The Little Press & Cellar is open for breakfast and mezze. The breakfast menu features classic dishes with a retro Greek twist, such as double Kapnisto bacon, Hellenic cheese scramble and mushrooms, tsoureki with banana krema and maple syrup ice-cream or porridge with kombosta (compote) winter fruits.

Many ingredients are imported, such the black sea salt from Cyprus and the delicate, fruity olive oil from Crete, but the olives in the dense, earthy house bread are Australian. Like the food, the presentation of each dish is a charming combination of modern restaurant and country farmhouse – long white plates, wooden boards, a baking tin holding the bread – with a touch of Greece in ornate doily-like glass bowls.

The mezze menu (lunch and dinner) includes typical Greek offerings such as olives, octopus and prawns, again with a bit of a mod-Oz tweak. The winter menu, which will soon change, features larger dishes such as garlic-laced, slow-cooked goat, and a selection of smaller tastes such as taramasalata with hot chips and chicken parfait with cinnamon crisps. The creamy taramasalata, doused with a golden, fruity olive oil is presented in an ornate bowl, on a dark timber board with a tiny, deep-fryer wire basket holding hot, crisp fries.

It’s a great snacking or sharing dish and paired well with a 2009 Prentice “ramato” pinot gris from Whitlands Victoria, listed in the “textured and weighty” category in the wine list. Ramato is a traditional method of making pinot gris using some grape skins to create a luscious rose-coloured hue and a full-bodied texture.

A marouli salad, with walnuts, seeds and ruby grapefruit is fresh, bright and palate cleansing, but would be more exciting with a leaf other than insipid winter iceberg lettuce. The chicken parfait with cinnamon crisps is a smart combination of flavours, the rich, slightly sweet paté balances nicely with the thin, dark brown crisps and their dominant spice.
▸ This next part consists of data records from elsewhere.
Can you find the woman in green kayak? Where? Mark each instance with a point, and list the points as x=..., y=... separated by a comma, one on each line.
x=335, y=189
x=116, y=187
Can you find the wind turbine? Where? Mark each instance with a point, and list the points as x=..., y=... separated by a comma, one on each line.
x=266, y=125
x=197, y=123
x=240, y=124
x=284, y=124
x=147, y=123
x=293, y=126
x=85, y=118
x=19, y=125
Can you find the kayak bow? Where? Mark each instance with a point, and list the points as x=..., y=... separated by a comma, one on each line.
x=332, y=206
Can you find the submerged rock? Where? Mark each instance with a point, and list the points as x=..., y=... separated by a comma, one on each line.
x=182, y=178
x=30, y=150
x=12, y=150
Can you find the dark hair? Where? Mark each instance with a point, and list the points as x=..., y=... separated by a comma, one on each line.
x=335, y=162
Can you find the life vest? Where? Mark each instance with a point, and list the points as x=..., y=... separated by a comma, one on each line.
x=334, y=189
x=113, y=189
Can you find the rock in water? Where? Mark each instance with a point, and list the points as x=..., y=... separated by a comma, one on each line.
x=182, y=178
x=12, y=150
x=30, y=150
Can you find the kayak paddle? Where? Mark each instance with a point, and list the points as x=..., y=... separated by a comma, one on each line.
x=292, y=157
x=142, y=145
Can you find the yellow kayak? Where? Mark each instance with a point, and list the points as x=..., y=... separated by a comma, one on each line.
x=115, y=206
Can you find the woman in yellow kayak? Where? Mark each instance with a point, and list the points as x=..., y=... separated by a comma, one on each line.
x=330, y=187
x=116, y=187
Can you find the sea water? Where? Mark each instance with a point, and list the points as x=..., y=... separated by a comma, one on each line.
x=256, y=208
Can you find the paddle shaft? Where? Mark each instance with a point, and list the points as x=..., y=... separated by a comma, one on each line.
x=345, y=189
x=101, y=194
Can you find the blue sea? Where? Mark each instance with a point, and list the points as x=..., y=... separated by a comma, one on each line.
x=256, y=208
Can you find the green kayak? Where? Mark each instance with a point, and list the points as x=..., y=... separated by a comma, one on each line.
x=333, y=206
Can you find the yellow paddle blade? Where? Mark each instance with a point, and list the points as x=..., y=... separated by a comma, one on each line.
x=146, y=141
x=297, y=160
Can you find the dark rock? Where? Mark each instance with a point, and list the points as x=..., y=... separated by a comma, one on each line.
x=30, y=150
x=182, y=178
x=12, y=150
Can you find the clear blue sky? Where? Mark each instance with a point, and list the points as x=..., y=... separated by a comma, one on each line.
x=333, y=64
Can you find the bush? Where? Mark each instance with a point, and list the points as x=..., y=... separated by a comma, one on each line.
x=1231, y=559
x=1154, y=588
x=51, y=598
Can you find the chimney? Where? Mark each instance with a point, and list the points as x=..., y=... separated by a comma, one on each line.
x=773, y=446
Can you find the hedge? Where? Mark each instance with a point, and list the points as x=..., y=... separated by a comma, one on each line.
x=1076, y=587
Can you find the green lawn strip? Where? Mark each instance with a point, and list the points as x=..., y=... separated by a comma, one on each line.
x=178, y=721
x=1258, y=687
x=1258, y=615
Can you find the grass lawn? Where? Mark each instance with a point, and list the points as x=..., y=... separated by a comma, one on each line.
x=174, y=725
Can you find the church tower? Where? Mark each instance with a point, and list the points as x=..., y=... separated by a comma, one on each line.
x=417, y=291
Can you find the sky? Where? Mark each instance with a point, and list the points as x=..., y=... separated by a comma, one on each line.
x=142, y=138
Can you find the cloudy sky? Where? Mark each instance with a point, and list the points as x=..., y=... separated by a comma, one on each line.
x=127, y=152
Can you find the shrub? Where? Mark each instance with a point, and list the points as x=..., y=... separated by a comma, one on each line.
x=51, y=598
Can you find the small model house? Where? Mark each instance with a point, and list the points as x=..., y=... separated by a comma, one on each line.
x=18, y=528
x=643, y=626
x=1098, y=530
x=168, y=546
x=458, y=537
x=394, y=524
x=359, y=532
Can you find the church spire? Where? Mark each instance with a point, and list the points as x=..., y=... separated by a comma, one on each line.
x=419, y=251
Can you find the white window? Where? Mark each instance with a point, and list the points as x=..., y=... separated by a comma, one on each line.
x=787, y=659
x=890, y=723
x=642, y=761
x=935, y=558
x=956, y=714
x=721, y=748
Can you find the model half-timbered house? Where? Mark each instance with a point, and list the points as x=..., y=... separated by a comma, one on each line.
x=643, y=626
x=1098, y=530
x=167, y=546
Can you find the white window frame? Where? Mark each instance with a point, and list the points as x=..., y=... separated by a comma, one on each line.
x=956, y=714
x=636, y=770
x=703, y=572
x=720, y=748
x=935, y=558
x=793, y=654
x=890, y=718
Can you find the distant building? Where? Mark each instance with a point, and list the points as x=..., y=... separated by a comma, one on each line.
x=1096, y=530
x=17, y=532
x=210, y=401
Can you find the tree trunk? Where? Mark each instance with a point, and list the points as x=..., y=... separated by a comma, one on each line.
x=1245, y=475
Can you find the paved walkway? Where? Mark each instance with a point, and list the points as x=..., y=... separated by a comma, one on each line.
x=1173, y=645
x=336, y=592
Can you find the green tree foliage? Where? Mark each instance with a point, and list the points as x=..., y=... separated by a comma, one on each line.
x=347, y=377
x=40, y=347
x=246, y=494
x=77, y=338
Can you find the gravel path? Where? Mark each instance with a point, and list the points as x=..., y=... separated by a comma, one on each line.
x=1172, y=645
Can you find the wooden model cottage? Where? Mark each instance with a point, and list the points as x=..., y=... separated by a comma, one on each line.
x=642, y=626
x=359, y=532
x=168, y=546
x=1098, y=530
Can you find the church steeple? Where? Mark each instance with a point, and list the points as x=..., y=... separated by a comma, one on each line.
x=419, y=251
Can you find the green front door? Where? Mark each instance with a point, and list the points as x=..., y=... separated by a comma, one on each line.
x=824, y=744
My wine choice, a 2008 Weingut Max Ferd Richter riesling from Mosel was too sweet for that particular dish, but the fault was in the selection and the failure to ask for the advice. I’m sure it would have been excellent.


Verdict

The smooth, assured service expected of a top city restaurant ensures a visit to the Little Press & Cellar is relaxed and memorable. Simple mezze dishes and more satisfying main courses, all with a modern Greek twist, are well-considered sidekicks to the quality wine selection. For some, the wine prices will be off-putting, while dedicated wine connoisseurs will welcome the opportunity to sample rare and aged international wines in a smart, modern venue serving them with integrity.


Eat this

Little Press & Cellar, 72 Flinders Street, Melbourne

Chef \ Joe Grbac
Prices \ Breakfasts $7-$19; mezze $4.50-$16.50; lunches $29-$39.
Open \ Tues-Sun 6-11pm.
Bookings \ 9677 9677
Open \ Monday-Friday: 7am until late; Saturday-Sunday: noon until late
Web \ www.thepressclub.com.au

The sleek, clubby décor at the reborn Little Press & Cellar is Euro-chic and innately Melbourne, but it does not evoke any particular sense of Greece. The long, narrow space, designed by architects Mills Gorman, is moody and darkly lit; with chocolate banquettes cleverly tucked into booth-like spaces adding intimacy. Matte-black walls and charcoal noise-deadening floors keep the mood subdued, while the addition of large mirrors, slatted vertical timber beams, hanging bulb lights and high overhead windows ensure it’s not sombre. Homage is paid to the old Herald and Weekly Times building, with the restaurant’s moniker – with hanging clipboard wine lists and menus – designed to look like old-fashioned newspapers. The cellar is exactly what you’d expect – a dense, intriguing bottle-lined space with a central table for 14 – and seems eons away from the Flinders Street traffic.